In this film, Osbourne Cox (the amazing John Malcovich) is a CIA analyst fired from his job for drinking, and the movie watches his progression from condescending jackass to full-on murderer, complete with consequences on the order of mortal coil intensity. Along the way, his wife decides to divorce him and upon advice from her attorney, makes copies of his hard drive, complete with what one presumes are the most rambling and uninteresting memoirs about life in the CIA ever put to a keyboard. Losing the CD at her local gym, it is discovered by the staff, notably Chad Feldheimer (Brad Pitt) and Linda Litzke (Frances McDormand again), who decide to blackmail the owner for what they believe is classified government information. Hey, after all the laptops and hard drives that went missing during all the years of the Bush administration, it can’t really be all that upsetting for one little CD to get out, right? But Litzke really, really wants 16 cosmetic surgery procedures, and $50,000 or so would really help her out. Feldheimer, being a body-focused, helpful team player, wants to support her in her endeavor to get the body not achievable through their own vocation. They decide to blackmail Cox.

By this point, everyone knows it’s not going to proceed smoothly. He can’t even blackmail Cox properly, and winds up not getting the money at their meeting.

Feldheimer, looking for dirt on Cox to up the extortion ante, breaks into Cox’s house and runs into Harry Pfarrer (George Clooney), Cox’s wife’s man-mistress. Pfarrer, who has been increasingly paranoid about a dark car following him around town, shoots Feldman in the face, killing him, and it is here where again the Coen brothers go to excruciating detail to show us how darn hard it is to clean up after shooting someone in the face.

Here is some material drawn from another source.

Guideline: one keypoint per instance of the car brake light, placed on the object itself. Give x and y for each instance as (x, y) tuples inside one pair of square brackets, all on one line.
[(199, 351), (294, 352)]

The plot lines devolve into more violence, increasingly interwoven, until Cox takes after the gym manager Ted Treffon (Richard Jenkins), who has nothing to do with anything, with a hatchet. It’s a last scene of bloody gore that reveals the amount of energy to swing an axe into and out of a body, and you can see on Cox’s face that he wants to rethink the moment after the first couple of strikes. I find that watching this scene I have a level of distaste I just don’t experience watching a shootout on television, because that violence is mystified as plot development. This violence is senseless, awful, shameful. And the brothers Coen are quick to follow up on its heels with a long satirical scene:

So the lesson here kiddies is, don’t go being a criminal. It’s not going to get you anything good.